岩波コラム

精神科医によるコラムです

主人公たちのカルテ2 「シャーロック」

2018-07-27 08:03:46 | 日記
 サー・アーサー・コナン・ドイルが生み出した名探偵シャーロック・ホームズは、ミステリの古典であるとともに、文学作品としても高く評価されている。ホームズの活躍した舞台は、19世紀のビクトリア朝時代のロンドンで、大英帝国がまさにその絶頂期にあった時期だった。

 その後ホームズの物語は多くの作家によってパスティーシュが創作されるとともに、欧米においても日本でも、ホームズの亜流とも言うべき安楽椅子探偵が数多く登場したことは広く知られている。

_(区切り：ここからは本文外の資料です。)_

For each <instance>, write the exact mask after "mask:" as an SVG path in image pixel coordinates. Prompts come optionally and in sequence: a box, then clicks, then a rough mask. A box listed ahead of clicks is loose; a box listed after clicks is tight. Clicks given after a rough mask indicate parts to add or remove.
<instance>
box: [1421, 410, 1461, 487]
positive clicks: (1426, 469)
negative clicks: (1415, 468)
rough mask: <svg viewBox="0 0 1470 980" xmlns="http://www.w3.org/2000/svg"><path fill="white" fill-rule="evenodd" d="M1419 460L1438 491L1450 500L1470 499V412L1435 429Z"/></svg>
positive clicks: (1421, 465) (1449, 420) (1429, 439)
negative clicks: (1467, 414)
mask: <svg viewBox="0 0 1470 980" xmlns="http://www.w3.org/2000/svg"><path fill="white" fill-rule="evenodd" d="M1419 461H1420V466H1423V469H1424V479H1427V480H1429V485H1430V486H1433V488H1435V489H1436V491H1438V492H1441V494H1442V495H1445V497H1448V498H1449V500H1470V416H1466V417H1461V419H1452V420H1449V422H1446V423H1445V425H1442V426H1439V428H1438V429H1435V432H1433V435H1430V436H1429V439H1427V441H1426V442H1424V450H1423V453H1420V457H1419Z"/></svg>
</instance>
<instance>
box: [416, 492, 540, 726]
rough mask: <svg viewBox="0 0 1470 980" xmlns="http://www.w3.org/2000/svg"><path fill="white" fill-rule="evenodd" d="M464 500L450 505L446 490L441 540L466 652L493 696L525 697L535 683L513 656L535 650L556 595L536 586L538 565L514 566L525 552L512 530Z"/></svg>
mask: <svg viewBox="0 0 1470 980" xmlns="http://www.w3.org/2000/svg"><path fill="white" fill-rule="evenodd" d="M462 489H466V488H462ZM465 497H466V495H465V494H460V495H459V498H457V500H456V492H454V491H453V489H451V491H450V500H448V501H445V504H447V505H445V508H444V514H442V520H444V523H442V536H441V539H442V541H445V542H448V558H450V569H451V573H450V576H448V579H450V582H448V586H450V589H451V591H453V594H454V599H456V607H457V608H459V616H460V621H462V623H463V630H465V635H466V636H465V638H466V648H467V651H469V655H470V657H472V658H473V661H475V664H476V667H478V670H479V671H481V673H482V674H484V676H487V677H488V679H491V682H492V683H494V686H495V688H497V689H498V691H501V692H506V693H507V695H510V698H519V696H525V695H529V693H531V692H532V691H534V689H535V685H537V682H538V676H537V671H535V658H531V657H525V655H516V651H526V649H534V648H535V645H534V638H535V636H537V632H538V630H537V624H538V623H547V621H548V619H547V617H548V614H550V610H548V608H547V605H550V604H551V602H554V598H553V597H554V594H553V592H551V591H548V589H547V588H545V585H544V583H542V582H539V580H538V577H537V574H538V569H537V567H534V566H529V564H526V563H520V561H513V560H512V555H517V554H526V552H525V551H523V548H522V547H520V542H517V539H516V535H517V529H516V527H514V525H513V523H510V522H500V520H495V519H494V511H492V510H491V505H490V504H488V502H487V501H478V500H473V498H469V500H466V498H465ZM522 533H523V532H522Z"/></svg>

 これに対して、2010年にBBCが制作を開始したテレビドラマ『シャーロック』は、オリジナルのホームズとはまったく異なった衝撃的な作品だった。作品の舞台は21世紀の現代に置き換えられ、スマホもパソコンも登場する。シャーロックの相棒であるワトソン医師は、陸軍の軍医としてアフガン戦争に従軍していたという設定で、戦傷によりイギリスに帰還した時にシャーロックと出会うことになった。

 原典のホームズは天才的な推理力を持つ名探偵であったが、幾分風変りな性質も持っており、アヘン窟に出入りしていた時期もあった。現代に蘇ったシャーロックはこれに輪をかけた変人だった。

 ベネディクト・カンバーバッチが演じる若いシャーロックはまるで他人の意見を聞こうとしない。ろくに説明もしないで、一方的に自分の意見ばかりを主張する人物である。

 シャーロックは自らを「世界で唯一のコンサルタント探偵」『高機能社会不適合者』と呼び、一般社会に適応できないことを誇示している。彼はスコットランド・ヤードが解決困難と判断した殺人事件を請け負うが、その行動は風変りなもので、意味なく拳銃を乱射したり、依頼人の家に裸で押しかけたり、あるいはガラス窓を叩き割って建物に侵入したりと、非常識そのものである。

 彼は特殊な記憶法を用いて、世界各地の情報について深い知識を持っているが、周囲の人を小馬鹿にして接し、親しい友人はだれもいない。このようにシャーロックの人物像は高機能のASDそのものであるが、人を人とも思わない彼が難事件を次々に解決していく様子は、見ていて痛快そのものである。